Fields grinned and self-consciously cracked his knuckles.

After leading the buffalo calf to an area spotted with buffalo dung, an area of possible rescue by a buffalo herd, the three men returned to camp with the horn. Captain Clark was busy with his maps, calculating distances.

“My figures show that the Yellowstone River is 1,888 miles from the mouth of the Missouri,” he said, “and that we have traveled 279 miles since we left Fort Mandan.” Both captains kept meticulous records of everything pertaining to the exploration of the wild and beautiful western lands.

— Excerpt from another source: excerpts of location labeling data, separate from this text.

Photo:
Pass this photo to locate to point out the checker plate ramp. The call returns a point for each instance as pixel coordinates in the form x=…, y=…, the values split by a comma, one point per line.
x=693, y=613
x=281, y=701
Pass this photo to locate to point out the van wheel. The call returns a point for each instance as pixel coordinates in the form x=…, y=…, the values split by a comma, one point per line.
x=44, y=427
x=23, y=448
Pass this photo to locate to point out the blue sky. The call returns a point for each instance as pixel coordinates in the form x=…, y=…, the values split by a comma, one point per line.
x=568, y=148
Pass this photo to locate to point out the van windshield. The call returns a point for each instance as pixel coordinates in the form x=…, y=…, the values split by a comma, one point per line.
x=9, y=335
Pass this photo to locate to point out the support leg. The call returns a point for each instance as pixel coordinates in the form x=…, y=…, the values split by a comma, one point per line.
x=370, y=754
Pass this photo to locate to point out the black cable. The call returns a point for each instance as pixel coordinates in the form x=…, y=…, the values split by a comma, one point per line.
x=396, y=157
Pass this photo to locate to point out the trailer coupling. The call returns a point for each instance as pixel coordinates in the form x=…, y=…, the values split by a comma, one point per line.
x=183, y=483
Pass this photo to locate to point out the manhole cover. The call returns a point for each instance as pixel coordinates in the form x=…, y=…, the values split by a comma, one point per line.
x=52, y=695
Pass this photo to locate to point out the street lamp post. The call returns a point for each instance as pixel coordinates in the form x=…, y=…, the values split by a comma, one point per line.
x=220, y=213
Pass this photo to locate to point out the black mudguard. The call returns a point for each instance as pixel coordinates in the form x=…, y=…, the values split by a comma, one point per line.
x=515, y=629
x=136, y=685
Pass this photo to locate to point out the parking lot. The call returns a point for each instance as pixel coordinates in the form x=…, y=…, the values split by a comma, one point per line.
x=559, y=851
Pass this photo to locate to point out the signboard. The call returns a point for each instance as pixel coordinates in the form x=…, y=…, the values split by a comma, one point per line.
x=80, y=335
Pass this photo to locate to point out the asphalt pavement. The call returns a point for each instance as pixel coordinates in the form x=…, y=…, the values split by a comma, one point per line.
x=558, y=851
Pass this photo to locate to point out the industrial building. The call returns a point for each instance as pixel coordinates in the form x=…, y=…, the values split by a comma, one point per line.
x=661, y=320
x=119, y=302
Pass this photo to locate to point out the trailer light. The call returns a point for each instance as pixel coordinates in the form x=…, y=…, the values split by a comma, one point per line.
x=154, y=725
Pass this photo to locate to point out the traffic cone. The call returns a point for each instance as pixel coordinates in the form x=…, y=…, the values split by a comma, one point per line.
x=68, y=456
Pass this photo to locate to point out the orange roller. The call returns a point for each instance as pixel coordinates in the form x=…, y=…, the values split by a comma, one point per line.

The hunters were eager to test their skill and courage against the most feared animal of the region—the grizzly bear. They had first heard about them from the Indians at Fort Mandan, who said they were gigantic, ferocious, and fearless. They had told the soldiers hair-raising tales about their experiences. Captain Lewis and Drouillard didn’t have long to wait for their first encounter. They were walking on shore when they were suddenly startled by thrashing sounds in the brush behind them. Wheeling around, they found themselves face-to-face with two massive grizzly bears ready to attack them. Reacting instinctively, both men fired quickly but only wounded the grizzlies, which reared up on their hind legs bellowing their rage. As the two men feverishly reloaded their rifles, one of the bears ran away but the other one charged at Lewis just as Drouillard fired again. This time his shot hit the grizzly in the head, and it slumped lifeless to the ground.

Lewis was shaken but safe, and he smiled as he said, “Well, we’ve fought the grizzly, but I can’t say I’d care to repeat the experience. I see why the Indians fear them.” Although Lewis had hunted black bears in the East, he had never seen such fearlessness in a bear. It took four men to haul the meat from the grizzly back to camp.